Stonor instantly made up his mind to spend his next leave in Winnipeg.
His relief was due in October.

John Gaviller could do things in good style when he was moved to it. The table was gay with silver under candle-light. Down the centre were placed great bowls of painter’s brush, the rose of the prairies. And with the smiling ladies to grace the head of the board, it was like a glimpse of a fairer world to the men of the North. Miss Pringle was on Gaviller’s right, Miss Starling on his left. Stonor was about half-way down the table, and fortunately on the side opposite the younger lady, where he could gaze his fill.

She was wearing a pink evening dress trimmed with silver, that to Stonor’s unaccustomed eyes seemed like gossamer and moonshine. He was entranced by her throat and by the appealing loveliness of her thin arms. “How could I ever have thought a fat woman beautiful!” he asked himself. She talked with her arms and her delightfully restless shoulders. Stonor had heard somewhere that this was a sign of a warm heart. For the first time he had a view of her hair; it was dark and warm and plentiful, and most cunningly arranged.

Stonor was totally unaware of what he was eating. From others, later, he learned of the triumph of the kitchen and all at three hours’ notice. Fortunately for him, everybody down the table was hanging on the talk at the head, so that no efforts in that direction were required of him. He was free to listen and dream.

“Somewhere in the world there is a man who will be privileged some day to sit across the table from her at every meal! Not in a crowd like this, but at their own table in their own house. Probably quite an ordinary fellow, too, certainly not worthy of his luck. With her eyes for him alone, and her lovely white arms! While other men are batching it alone. Things are not evenly divided in this world, for sure! If that man went to hell afterwards it wouldn’t any more than square things.”

In answer to a question he heard her say: “Oh, don’t ask me about Winnipeg! All cities are so ordinary and usual! I want to hear about your country.
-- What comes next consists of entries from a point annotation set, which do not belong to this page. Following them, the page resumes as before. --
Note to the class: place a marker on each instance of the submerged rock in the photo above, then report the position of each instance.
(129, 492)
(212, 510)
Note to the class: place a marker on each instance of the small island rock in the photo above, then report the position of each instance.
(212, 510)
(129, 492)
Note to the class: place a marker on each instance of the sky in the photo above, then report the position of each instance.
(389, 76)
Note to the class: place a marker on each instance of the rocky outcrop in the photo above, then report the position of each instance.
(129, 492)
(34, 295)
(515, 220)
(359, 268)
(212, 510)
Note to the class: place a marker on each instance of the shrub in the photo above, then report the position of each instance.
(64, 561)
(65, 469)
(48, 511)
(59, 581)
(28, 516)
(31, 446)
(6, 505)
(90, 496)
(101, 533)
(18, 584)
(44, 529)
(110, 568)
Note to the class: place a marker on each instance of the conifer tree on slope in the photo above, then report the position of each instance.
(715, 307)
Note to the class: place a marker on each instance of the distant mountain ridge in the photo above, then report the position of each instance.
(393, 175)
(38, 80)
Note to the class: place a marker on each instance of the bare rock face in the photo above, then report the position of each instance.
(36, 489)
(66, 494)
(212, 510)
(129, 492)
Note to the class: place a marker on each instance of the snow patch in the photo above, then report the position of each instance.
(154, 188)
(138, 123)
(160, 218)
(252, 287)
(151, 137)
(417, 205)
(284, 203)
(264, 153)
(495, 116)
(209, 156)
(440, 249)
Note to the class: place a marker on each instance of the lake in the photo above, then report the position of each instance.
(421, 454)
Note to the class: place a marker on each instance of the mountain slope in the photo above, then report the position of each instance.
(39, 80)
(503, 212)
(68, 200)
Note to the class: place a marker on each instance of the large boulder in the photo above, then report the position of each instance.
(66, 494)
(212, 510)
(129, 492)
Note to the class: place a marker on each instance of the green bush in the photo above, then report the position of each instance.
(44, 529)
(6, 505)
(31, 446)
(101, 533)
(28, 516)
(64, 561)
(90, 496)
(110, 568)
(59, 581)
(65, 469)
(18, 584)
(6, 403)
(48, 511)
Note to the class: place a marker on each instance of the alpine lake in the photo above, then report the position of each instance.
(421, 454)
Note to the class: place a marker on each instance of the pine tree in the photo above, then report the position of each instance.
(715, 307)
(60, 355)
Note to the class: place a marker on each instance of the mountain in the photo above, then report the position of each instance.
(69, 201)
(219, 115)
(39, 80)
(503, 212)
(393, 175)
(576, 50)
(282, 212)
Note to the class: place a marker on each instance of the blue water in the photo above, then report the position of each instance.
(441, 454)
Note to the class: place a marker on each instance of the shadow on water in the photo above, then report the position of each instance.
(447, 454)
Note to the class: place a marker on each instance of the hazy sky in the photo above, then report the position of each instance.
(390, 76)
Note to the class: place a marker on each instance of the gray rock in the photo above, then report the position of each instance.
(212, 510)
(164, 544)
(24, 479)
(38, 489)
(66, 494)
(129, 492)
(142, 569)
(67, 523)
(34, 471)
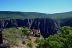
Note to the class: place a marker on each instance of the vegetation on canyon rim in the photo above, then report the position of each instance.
(62, 39)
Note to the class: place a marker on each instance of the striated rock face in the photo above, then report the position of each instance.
(46, 26)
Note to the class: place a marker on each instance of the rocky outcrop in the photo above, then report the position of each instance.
(45, 25)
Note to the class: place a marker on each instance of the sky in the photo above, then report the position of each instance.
(43, 6)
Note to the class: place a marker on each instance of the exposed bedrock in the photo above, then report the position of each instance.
(45, 25)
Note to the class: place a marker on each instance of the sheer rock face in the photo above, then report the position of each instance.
(46, 26)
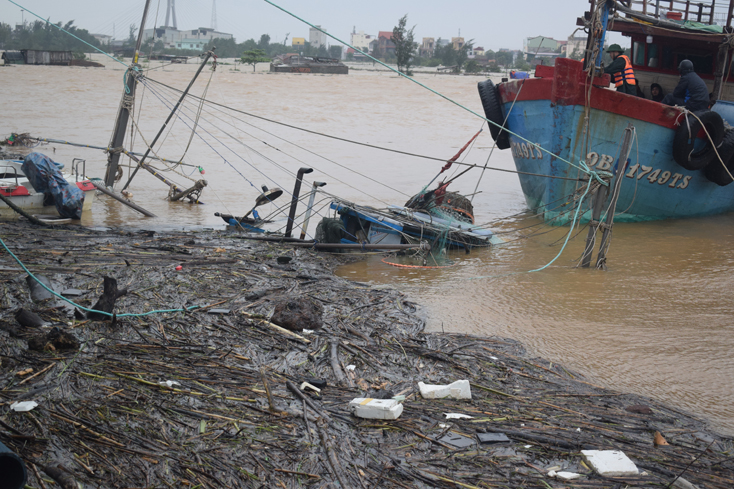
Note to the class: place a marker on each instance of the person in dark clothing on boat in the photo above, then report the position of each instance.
(656, 92)
(621, 70)
(691, 92)
(638, 89)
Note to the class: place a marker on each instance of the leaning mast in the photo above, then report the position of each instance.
(127, 105)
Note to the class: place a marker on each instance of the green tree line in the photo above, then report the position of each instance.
(44, 36)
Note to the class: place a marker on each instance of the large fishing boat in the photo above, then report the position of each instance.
(566, 120)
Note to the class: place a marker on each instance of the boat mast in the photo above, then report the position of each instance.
(126, 106)
(723, 56)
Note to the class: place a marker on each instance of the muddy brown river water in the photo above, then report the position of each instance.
(657, 323)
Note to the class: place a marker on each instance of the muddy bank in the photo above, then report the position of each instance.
(210, 397)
Tell me stories about the fascinating silent places.”

“Well, as it happens,” said Gaviller, speaking slowly to give his words a proper effect, “we have a first-class mystery on hand just at present.”

“Oh, tell me all about it!” she said, as he meant her to.

“A fellow, a white man, has appeared from nowhere at all, and set himself up beside the Swan River, an unexplored stream away to the north-west of here. There he is, and no one knows how he got there. We’ve never laid eyes on him, but the Indians bring us marvellous tales of his ‘strong medicine,’ meaning magic, you know. They say he first appeared from under the great falls of the Swan River. They describe him as a sort of embodiment of the voice of the Falls, but we suspect there is a more natural explanation, because he sends into the post for the food of common humans, and gets a bundle of magazines and papers by every mail. They come addressed to Doctor Ernest Imbrie. Our poor Doc here is as jealous as a cat of his reputation as a healer!”

Gaviller was rewarded with a general laugh, in which her silvery tones were heard.

“Oh, tell me more about him!” she cried.

Of all the men who were watching her there was not one who observed any change in her face. Afterwards they remembered this with wonder. Yet there was something in her voice, her manner, the way she kept her chin up perhaps, that caused each man to think as her essential quality:

“She’s game!”

The whole story of Imbrie as they knew it was told, with all the embroidery that had been unconsciously added during the past months.